Whitianga's first hospital stands abandoned on Buffalo Beach Road; its ornate kauri pillars seem sadly incongruous, amidst the steel and glass and concrete of the mansions and luxury apartments which dominate today's waterfront. The hospital is a monument to an egalitarian regional culture which has been eroded by gentrification. It opened in 1898 - long decades before the establishment of a comprehensive welfare state in New Zealand - but it operated according to principles that John A Lee would have recognised. The people of Whitianga paid for the building themselves, and forked out two shillings and sixpence a year in returned for guaranteed free treatment if they fell ill or suffered injury. A few hundred metres past the old hospital I find water emerging from the earth through a rusty iron weir. Is this the venerable and revered Taputapuatea? When, I wonder, did Kupe's stream get redirected underground? How can its demotion from a stream to a drain be reconciled with its name and history? A little further down Buffalo Beach Road, though, I discover that what I saw was only a tributary, and that the main body of Taputapuatea still flows unmolested to the sea. A bridge raises the road above the stream; a sign on the bridge publishes the ancient name.
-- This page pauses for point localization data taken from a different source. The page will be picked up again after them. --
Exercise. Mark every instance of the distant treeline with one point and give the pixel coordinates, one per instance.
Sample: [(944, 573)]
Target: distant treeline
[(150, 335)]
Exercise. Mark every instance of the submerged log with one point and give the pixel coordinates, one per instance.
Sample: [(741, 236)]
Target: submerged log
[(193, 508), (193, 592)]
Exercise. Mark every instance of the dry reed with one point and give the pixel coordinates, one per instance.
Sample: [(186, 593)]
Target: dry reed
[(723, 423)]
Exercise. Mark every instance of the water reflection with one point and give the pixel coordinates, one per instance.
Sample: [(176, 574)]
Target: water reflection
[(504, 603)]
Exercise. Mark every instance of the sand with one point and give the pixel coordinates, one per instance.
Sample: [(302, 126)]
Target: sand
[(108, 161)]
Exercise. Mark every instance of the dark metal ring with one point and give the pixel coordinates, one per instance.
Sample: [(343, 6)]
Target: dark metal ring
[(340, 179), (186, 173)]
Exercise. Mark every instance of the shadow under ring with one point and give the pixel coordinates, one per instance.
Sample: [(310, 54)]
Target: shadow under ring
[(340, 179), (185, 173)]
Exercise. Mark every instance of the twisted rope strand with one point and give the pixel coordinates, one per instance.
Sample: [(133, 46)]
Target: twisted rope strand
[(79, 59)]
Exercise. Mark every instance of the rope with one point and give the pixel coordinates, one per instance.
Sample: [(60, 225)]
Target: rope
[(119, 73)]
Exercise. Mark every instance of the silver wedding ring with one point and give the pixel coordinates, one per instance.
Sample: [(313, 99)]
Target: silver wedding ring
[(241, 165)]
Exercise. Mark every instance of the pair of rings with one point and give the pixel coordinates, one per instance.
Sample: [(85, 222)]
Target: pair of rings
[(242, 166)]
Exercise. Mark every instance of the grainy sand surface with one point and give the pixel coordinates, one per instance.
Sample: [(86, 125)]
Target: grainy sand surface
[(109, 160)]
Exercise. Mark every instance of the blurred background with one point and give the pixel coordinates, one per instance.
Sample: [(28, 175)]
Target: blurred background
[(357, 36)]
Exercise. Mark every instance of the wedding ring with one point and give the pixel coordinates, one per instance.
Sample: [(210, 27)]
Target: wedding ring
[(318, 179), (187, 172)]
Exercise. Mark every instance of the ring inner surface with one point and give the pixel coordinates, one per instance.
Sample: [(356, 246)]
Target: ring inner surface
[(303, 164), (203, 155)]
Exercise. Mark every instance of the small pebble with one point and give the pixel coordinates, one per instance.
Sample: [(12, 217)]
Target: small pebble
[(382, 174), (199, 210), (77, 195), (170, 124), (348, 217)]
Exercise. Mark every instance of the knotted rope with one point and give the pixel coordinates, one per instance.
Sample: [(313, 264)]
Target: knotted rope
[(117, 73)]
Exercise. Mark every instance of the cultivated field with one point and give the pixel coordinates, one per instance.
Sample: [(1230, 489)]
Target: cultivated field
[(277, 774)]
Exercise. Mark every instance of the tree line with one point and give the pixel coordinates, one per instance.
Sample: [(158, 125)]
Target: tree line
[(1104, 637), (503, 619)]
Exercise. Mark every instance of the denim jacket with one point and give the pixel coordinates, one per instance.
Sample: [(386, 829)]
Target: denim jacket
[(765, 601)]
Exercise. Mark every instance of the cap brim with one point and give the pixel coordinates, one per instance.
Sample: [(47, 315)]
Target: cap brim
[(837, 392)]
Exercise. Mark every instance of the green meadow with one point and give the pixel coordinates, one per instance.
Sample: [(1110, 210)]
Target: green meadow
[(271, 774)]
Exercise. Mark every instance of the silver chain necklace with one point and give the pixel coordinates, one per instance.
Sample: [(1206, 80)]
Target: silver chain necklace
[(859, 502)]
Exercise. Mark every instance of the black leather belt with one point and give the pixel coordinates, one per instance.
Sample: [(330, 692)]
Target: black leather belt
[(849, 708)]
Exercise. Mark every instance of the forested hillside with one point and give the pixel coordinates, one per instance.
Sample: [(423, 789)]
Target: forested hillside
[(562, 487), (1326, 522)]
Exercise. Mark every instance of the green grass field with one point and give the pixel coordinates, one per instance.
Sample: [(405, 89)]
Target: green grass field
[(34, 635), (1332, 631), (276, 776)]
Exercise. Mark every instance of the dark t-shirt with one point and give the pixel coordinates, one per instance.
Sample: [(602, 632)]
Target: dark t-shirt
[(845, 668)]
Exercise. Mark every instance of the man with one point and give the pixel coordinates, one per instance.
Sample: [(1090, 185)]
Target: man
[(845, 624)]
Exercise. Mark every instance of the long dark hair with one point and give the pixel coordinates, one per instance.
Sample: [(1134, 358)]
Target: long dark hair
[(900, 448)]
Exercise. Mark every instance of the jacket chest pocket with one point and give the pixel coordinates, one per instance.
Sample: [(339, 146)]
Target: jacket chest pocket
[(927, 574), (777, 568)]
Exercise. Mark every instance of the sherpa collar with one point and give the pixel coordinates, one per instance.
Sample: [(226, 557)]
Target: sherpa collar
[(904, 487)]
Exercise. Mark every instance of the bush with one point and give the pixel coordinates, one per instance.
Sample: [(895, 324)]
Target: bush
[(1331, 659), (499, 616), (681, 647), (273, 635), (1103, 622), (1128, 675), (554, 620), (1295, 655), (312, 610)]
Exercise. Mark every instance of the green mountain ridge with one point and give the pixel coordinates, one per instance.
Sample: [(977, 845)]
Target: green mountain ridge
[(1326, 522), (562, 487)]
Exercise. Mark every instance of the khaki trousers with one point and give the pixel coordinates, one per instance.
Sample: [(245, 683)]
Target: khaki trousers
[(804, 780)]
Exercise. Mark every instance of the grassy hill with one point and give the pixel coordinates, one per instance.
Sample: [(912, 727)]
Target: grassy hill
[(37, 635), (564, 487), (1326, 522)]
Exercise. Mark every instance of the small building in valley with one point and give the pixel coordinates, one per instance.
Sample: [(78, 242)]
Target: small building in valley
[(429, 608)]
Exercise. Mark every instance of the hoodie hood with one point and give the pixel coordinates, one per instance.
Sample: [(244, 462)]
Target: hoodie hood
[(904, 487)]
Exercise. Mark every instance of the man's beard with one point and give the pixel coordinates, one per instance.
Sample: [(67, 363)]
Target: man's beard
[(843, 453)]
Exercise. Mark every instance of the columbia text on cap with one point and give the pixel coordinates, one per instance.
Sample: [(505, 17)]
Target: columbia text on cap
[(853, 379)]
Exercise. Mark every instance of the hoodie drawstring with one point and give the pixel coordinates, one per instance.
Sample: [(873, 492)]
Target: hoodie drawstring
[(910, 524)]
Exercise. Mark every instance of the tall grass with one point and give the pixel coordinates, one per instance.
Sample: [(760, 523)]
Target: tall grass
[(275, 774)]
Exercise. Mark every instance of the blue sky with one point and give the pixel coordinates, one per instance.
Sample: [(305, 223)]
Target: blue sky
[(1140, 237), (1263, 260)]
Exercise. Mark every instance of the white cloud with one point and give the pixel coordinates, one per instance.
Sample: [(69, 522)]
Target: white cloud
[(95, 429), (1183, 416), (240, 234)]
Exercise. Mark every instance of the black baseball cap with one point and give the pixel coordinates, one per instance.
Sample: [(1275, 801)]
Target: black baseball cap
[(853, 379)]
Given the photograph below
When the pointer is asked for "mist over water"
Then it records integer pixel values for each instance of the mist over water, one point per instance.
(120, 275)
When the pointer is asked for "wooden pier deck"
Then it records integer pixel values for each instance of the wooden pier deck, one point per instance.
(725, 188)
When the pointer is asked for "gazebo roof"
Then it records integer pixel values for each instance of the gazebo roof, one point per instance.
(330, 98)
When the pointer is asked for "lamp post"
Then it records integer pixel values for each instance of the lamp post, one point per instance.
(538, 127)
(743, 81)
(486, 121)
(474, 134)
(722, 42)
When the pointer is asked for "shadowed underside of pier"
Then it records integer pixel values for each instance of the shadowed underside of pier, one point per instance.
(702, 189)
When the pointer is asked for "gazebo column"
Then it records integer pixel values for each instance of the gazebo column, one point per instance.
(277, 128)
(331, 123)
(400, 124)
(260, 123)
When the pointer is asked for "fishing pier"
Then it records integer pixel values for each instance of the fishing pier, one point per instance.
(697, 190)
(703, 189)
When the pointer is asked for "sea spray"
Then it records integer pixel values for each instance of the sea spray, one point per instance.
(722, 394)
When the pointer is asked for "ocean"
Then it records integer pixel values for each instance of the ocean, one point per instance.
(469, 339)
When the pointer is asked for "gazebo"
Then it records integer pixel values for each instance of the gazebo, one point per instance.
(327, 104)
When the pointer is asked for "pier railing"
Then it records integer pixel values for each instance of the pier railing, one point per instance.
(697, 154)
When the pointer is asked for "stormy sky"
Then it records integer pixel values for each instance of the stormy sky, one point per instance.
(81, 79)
Huts Walking back from Buffalo Beach towards the ferry landing, I notice a series of huts made from driftwood and seaweed. When he landed close to this spot one evening in November 1769, Cook encountered a group of Maori lying in rough huts. The male members of the group slept with patu and taiaha by their sides, and women and children slept behind them. The group was made up of outsiders, who had come to Te Whanganui-A-Hei to gather bracken roots and shellfish; they feared attack by locals, who might mistake them for raiders. The huts in front of me are tall and narrow; each might shelter a single adult. Standing safely above the high tide mark, they seem to mock the glass and steel buildings on the other side of Buffalo Beach Road.


Anonymous Anonymous said...

shouldn't all the references to Cook visiting in 1869 be 1769 ?

12:31 pm  
Blogger maps said...

Ouch! Thanks for that! Thank goodness blog posts can be amended!

I have got the 1860s on my brain, I think: I've been reading a lot about the decade lately.

12:50 pm  
Anonymous Anonymous said...

I stayed in that holiday camp in Hahei - I give a fifty star rating, but only because I could see so many stars through the holes in the roof!

Actually there was no roof. I slept in the open air.

5:06 pm  
Anonymous Keri H said...

Another evocative post Maps- thank you!

Giovanni Tiso - who includes your site on his blogroll-
had an excellent review/extended musing on the Shadbolt 1973 guide called "Time Travel 3 -1973" (I think). Last time I looked at Bat Bean Beam, it was at 21 on his most-viewed. I recommend it.

Small disclaimer: I sent Giovanni his copy. Found 3 of them, in excellent condition, in the Oamaru Recycle Centre (a true treasure trove) at $2 each...

4:53 pm  
Anonymous Anonymous said...

who is the stud in that photo?

12:16 pm  
Blogger maps said...

Thanks for the thumbs up and the tipoff Keri!